Accessing variables and functions in a DLL module through direct use of a pointer to the ANI_STRUCTURE (or the X__MODELLER structure used by the Designer is very tiresome. For example to use the Designer's number of selected vertices variable (called "NvertSelect") it would be necessary to use the code ( (*(lpevi->NvertSelect)) ) to gain access to this variable. This is very messy! To overcome this issue and provide an interface to the functions that make them look (in the code) just like normal function calls, a number of #defines are included in the header files: "define.h" for the designer "dstruct.h" for the animator and there are other equivalent one for the shaders, effects, and post processors.

Using these defines, calls to functions and use of global variables can be used as if they were part of the module code.

Keeping this very important information in mind we can return to considering the 3D view preset template and look at the key code constructs.

Essential headers and global variables

#include <windows.h>

static HINSTANCE hDLLinstance=NULL; /* use to pick up resources from DLL   */

#include "..\animate\astruct.h"
#include "..\animate\dstruct.h"

DLL standard entry code for Visual Studio compiler

BOOL WINAPI DllMain(HANDLE hDLL, DWORD dwReason, LPVOID lpReserved){
  switch (dwReason) {
    case DLL_PROCESS_ATTACH:
      hDLLinstance = hDLL;  /* handle to DLL file */
      break;
    case DLL_PROCESS_DETACH:
      break;
  }
return (int)TRUE;
}

Exported function to implement the action.

BOOL _ExternalPreset(HWND parent, ANI_STRUCTURE *lpevi){
 // Put actions code here
 return TRUE;
}

The 3D view example

To return to the 3D view example in this section we just look at the key steps in the code and how they use the Animator's internal functions. We will do this by using a heavily annotated version of the code for the _ExternalPreset(..) function. In creating an Animation the code must specify the number of frames. We can think of the specification of an animation as a tree like graph, the root of the graph represents the animation.
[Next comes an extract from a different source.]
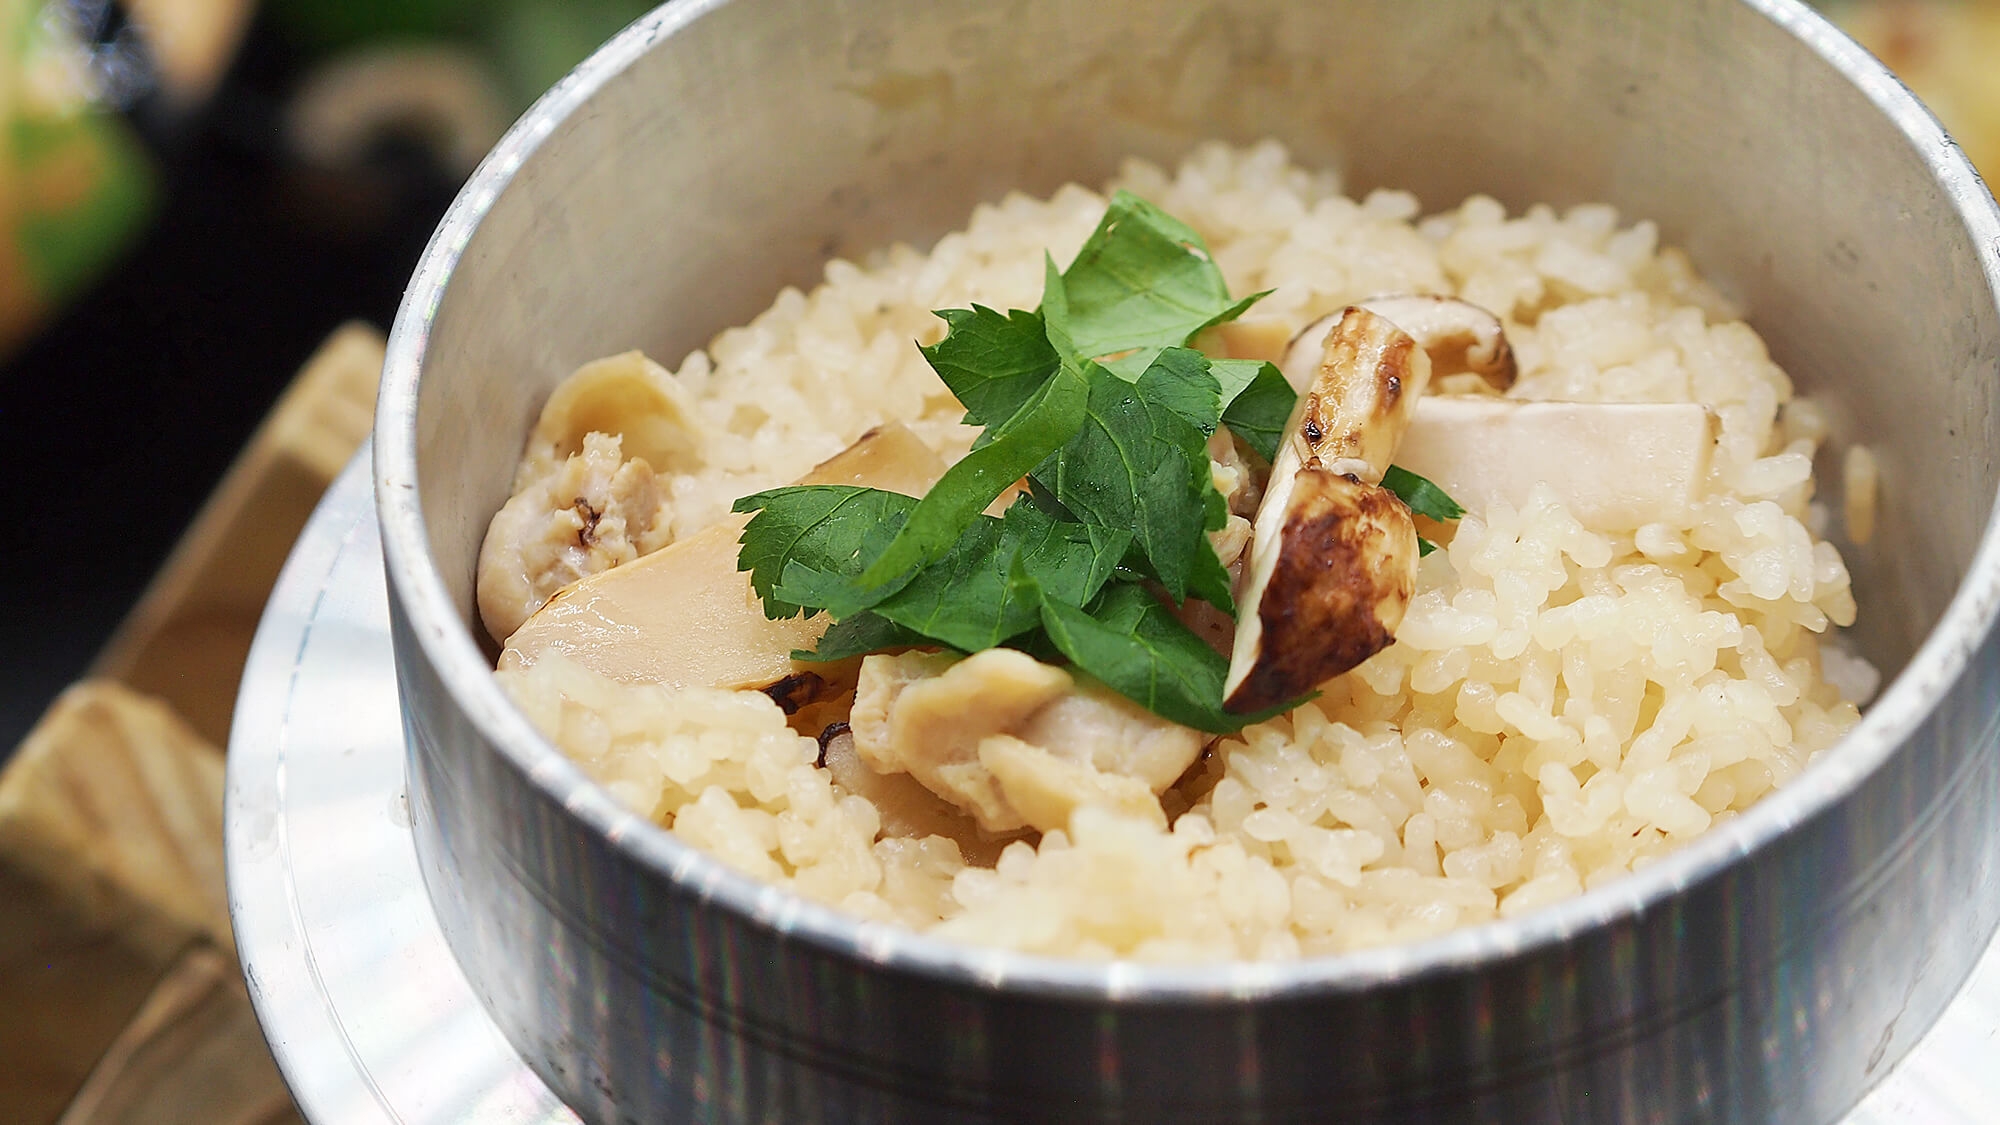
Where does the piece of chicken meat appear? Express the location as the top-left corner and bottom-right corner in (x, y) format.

From the root a number of NODES branch out, these are the Actors (Cameras, models, Sky, Ground etc.) When the Animator is reset to a "New Animation" one NODE (Actor) is always created, it is a Camera Other actors can be added to the scene by creating additional NODES. The nodes are stored as a doubly linked list of NODE data structures. The first node in the list is identified with a global pointer "FirstNp", the number of Nodes in the list is given by the global variable "Nnodes". having access to just these two variables one can get access to the Animator's entire data . Three are some auxiliary variables that are useful, for example the number of camera, the number of Sky and Ground actors (only one of each is allowed. All these variables can accessed through the members of the ANI_STRUCTURE.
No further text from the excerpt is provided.